Il notaio di Gerola più incline a premiare i magistri nelle sue liste era Pietro Curtoni, sia quando stendeva i documenti relativi al suo comune (ASSo, AN, 319, f. 98r., 1474.02.24), sia quando lavorava per Pedesina (ivi, f. 94r., 1474.02.15). A Gerola, nel 1474, non solo allineò all’apertura dell’elenco quattro artigiani, ma, servendosi della stessa tecnica impiegata dai colleghi che operavano nei luoghi dove si era più sviluppata la coscienza di sé delle élites, distribuì gli spazi verticali e orizzontali della pagina in modo da conferire la massima enfasi ai loro nomi. Egli aveva sperimentato direttamente, nella vicenda del padre e nella propria, il riconoscimento sociale di cui a Gerola godeva il magister, e non doveva essergli estranea l’autostima di questa componente della popolazione. Era infatti figlio di magister Antonio, un importante politico del comune, di cui seguì le orme nella vita pubblica e che designò al primo posto nella lista del 1474 appena ricordata, riferendovisi, orgogliosamente, come al «pater meus», subito seguito per di più dal nome dello zio.

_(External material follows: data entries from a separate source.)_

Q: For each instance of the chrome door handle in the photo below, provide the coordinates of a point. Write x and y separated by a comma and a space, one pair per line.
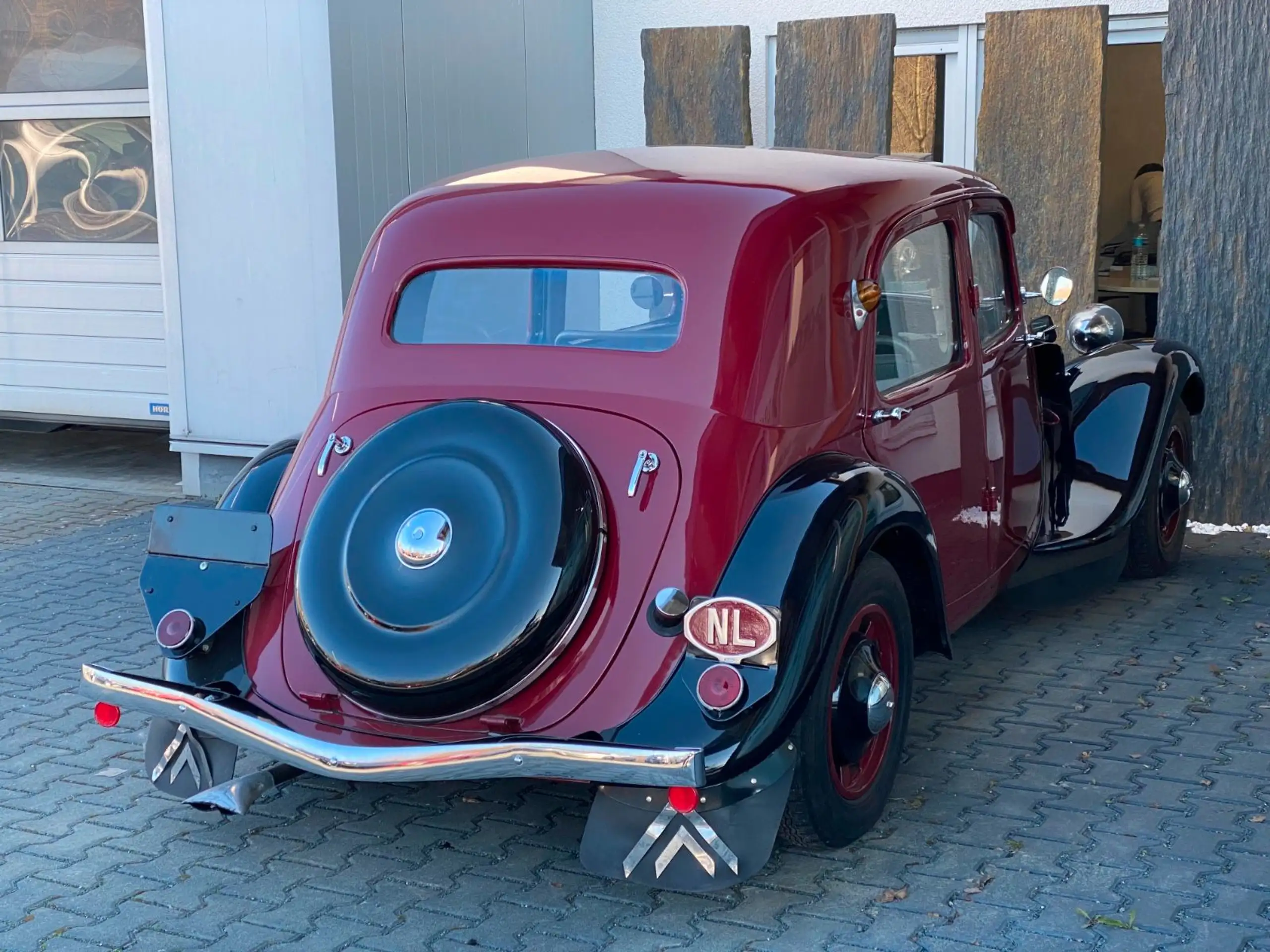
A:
645, 461
896, 413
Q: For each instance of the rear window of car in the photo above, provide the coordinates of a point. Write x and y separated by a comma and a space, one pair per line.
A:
592, 307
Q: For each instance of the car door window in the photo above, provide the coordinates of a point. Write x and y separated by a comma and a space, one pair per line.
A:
995, 311
917, 330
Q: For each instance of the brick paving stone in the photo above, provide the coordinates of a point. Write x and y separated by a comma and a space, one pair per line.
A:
1058, 762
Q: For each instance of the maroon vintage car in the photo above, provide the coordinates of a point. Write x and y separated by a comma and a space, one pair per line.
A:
654, 470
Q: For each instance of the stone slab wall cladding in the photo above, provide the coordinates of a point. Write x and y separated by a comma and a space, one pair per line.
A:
835, 83
1040, 131
1216, 270
697, 87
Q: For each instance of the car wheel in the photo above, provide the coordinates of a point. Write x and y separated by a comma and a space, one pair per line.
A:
851, 735
1160, 529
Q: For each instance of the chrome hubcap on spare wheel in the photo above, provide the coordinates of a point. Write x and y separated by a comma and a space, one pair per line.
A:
423, 538
863, 706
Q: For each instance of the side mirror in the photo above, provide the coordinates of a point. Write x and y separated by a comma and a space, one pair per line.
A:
1056, 287
1094, 328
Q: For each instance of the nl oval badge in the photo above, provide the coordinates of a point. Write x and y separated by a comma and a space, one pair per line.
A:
729, 629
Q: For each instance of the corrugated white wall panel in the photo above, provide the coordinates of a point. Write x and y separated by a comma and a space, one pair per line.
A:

Si può supporre inoltre che i cancellieri del Terziere Inferiore e della squadra di Morbegno abbiano avuto un ruolo decisivo nella ricerca delle forme documentarie per esprimere la preminenza del capoluogo: erano quasi tutti originari di Morbegno e membri tra i più influenti dell’élite che consacrava molto del proprio tempo e delle proprie energie alla politica di quelle federazioni. In questo caso, però, come in quello di Gerola, manca il riscontro di un vero e proprio dibattito con posizioni di segno diverso, anzi la precedenza di Morbegno, almeno in un’età molto avanzata, fu riconosciuta anche dai notai residenti negli altri comuni della giurisdizione, come Gian Battista Camozzi di Talamona (ASSo, AN, 843, f. 157r., 1554.06.12).